A team of experts from IBM and ScyllaDB set out to demonstrate the value of running ScyllaDB on an IBM® POWER9™ processor-based server compared to running Apache Cassandra on an Intel Xeon SP processor-based server.

The test results confirm that Scylla has better throughput for both read and write operations when running on IBM POWER9 processor-based servers.

This article describes the test environments and hardware configurations that were used, the test results with supporting data, and POWER9 sizing examples with tuning recommendations. Also, this article explains POWER9 capabilities that contribute to the superior performance of the Scylla.

Introduction to Scylla

Scylla is an open source NoSQL database that is a drop-in alternative to Apache Cassandra. Scylla and Cassandra are wide column stores. Scylla uses the best features of Cassandra while providing up to 10 times better performance than Cassandra and lower latency in some workloads. Scylla’s highly scalable architecture enables it to handle one million database transactions per second on a single server. Like Cassandra, Scylla has automatic failover and replication across nodes to maximize availability and reliability. Workload conditioning provides a set of dynamic scheduling algorithms to minimize database operation latency jitter and reduce compaction streaming and repair time. Scylla’s architecture enables the database to use both scale up and scale out hardware and processor models.

Read Scylla Architecture for more details.

Read Scylla Apache Cassandra Compatibility to find how compatible Scylla is with Cassandra.

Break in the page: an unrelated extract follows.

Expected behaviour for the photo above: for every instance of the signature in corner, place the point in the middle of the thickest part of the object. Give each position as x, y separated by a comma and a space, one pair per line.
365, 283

Value of IBM Power Systems for Scylla

There are several key reasons why Scylla is a good match for running on IBM POWER9 servers. The sharding feature within Scylla makes full use of simultaneous multithreading (SMT) on IBM Power® architecture for optimal parallelism. Seastar framework uses a shared-nothing model that shards all requests onto individual CPUs and allows efficient message passing between the CPUs without time-consuming locking.

POWER9 cores, with enhanced cache hierarchy, have a total of 120 MB of L3 caches with twelve 20-way associative regions and advanced placement policies. The L3 caches are fed by 7 TBps on-chip bandwidth. Along with its peak I/O bandwidth of 80 GBps, as powered by PCIe Gen4 (with Gen3 compatibility), POWER9 provides a very high data bandwidth environment that is superior to x86.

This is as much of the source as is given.